An extensive requirements definition effort leaves no patience or budget for the real hard work and the real key to success.
Herewith a radical proposition: the least useful requirement for a successful software acquisition project is a set of requirements. This seems pretty radical, doesn’t it? How can this be true, when developing requirements is in all the standard technology and consulting teachings?
I can support this proposition in two ways:
1) the usual method for gathering, documenting, quantifying and evaluating requirements for clinical research software is deeply flawed and expensive
2) the focus on functional requirements distracts from other, equally or more important evaluation criteria, and drains resources away from the implementation efforts needed after software selection.
A Fatal Assumption
Typical software development or selection methods require that internal or external personnel go out and interview staff in the departments projected to use the new tool about what they “need”. From this, using various methodologies, a list of requirements (sometimes even in three-tiers of detail) is delineated, often with admirable complexity and at great length. Some method is used to sift through these requirements, prioritize them and document them elegantly. Almost always, such an effort takes many months, many meetings and many iterations. Lots of money, in other words. And why does it take so long? Because so many opinions are being solicited and the myriad inputs must be reconciled. And this is just the tip of the iceberg of a traditional software description and evaluation effort.
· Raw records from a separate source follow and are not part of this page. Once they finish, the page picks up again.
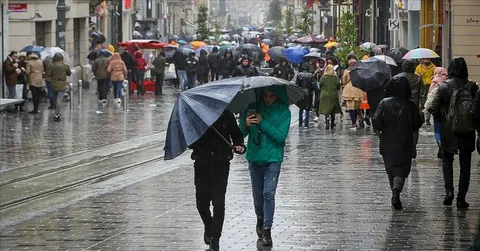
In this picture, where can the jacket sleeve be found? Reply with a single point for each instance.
(378, 119)
(278, 132)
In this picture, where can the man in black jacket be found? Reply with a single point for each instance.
(452, 143)
(129, 61)
(245, 69)
(417, 87)
(212, 157)
(213, 63)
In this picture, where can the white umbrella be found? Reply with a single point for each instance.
(387, 59)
Worse yet, neither solutions nor needs articulated by those working in the functions being supported by this effort take into account the business strategy of the organization, the context of the work in the larger enterprise, or how conditions will change in the future. Instead the typical method jumps right down into “I’d like my safety tool to be able to spell-check the case narrative,” or “my status summary in my EDC tool should use checkmarks instead of stoplights.”
The development of software applications requirements is not trivial nor should it be, if one is developing software from scratch (from where this method came). But as one hears from every biopharmaceutical company, “we are not in the software business,” by which they mean they want to buy software “off-the-shelf” and not develop and maintain software internally. And in our narrow, limited marketplace of clinical research IT (as distinct from, say, office automation, bookkeeping systems or iPhone apps), there is little to choose from in any one niche (EDC, ePRO, CTMS, AES, etc.). So here is the chain: We are not a software company = off the shelf tools for clinical research = little choice = requirements not required.
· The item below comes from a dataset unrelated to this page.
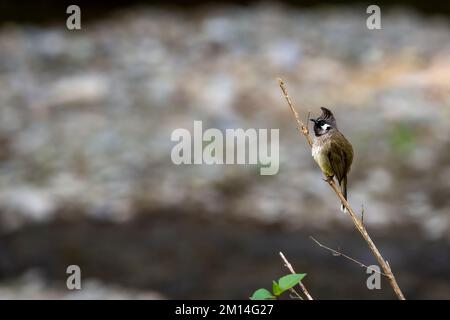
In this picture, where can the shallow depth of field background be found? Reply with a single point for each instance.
(85, 170)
Why is this the logical chain? Because choosing software off-the-shelf is an entirely different process than software development. By definition, we have to make do with what is out there, and choose among them. The task is to figure out how to differentiate among a handful of vendors. But requirements to the detail usually generated by traditional methods either:
• Are met by all relevant vendors
• Aren’t met by any vendor; or
• Aren’t likely to be developed by any vendor soon enough to properly influence the off-the-shelf purchase.
In other words, you will not differentiate one vendor from another based on all that work you paid for, so why bother?
Worse still is the usual wrap-up to the standard requirements development process, when artificial quantification methods are applied with the aura of scientific rigor for concluding that Vendor A meets Requirement #64 to a score of 3.76, versus Vendor B’s score of 3.24. Are you really going to make a decision on this basis? What does these values mean? Did you have one of your biostatisticians in the room when you used this method? Why are we not embarrassed, in an industry whose livelihood is based on determining false from true statistical measures of outcomes, when we do not apply the same attitude to other uses (or misuses) of statistics?
A Waste of Focus
Traditional requirements development is equally deleterious for its impact on what is more important in our clinical research software projects. Requirements development is so expensive and time-consuming, it saps the budget and the enterprise’s energy to the point that we are gasping as we cross the requirements finish line. But that’s the problem – it is by no means the finish line for getting useful software in the hands of the users who need it.
First of all, functional and technical requirements ignore what is at least as important to our software selection, if not more so: is this vendor a good match for us? Do we like/trust working with them? Does their business strategy match our business strategy? What about our respective future directions?
For instance, what is the larger enterprise context for the need expressed by users for, for instance, real-time access to a monitor’s Site Visit Report? If the research sponsor is in a specialized therapeutic area with a limited pool of poor performing investigators, this need is critical. If not, is this just a “nice to have”?
Most damaging to the successful use of the software being considered is that an extensive requirements definition effort leaves no patience or budget for the real hard work and the real key to success: a well-designed, thoroughly executed implementation plan, which should encompass the gamut from project leadership to process definition to training and organizational psychology.
Our responsibility as clinical researchers is to ensure not only that we have the tools to do our work accurately and competitively, but to ensure that how we acquire these tools is properly focused. Traditional requirements gathering is not required; what is required is understanding why you are getting the software and how to implement it.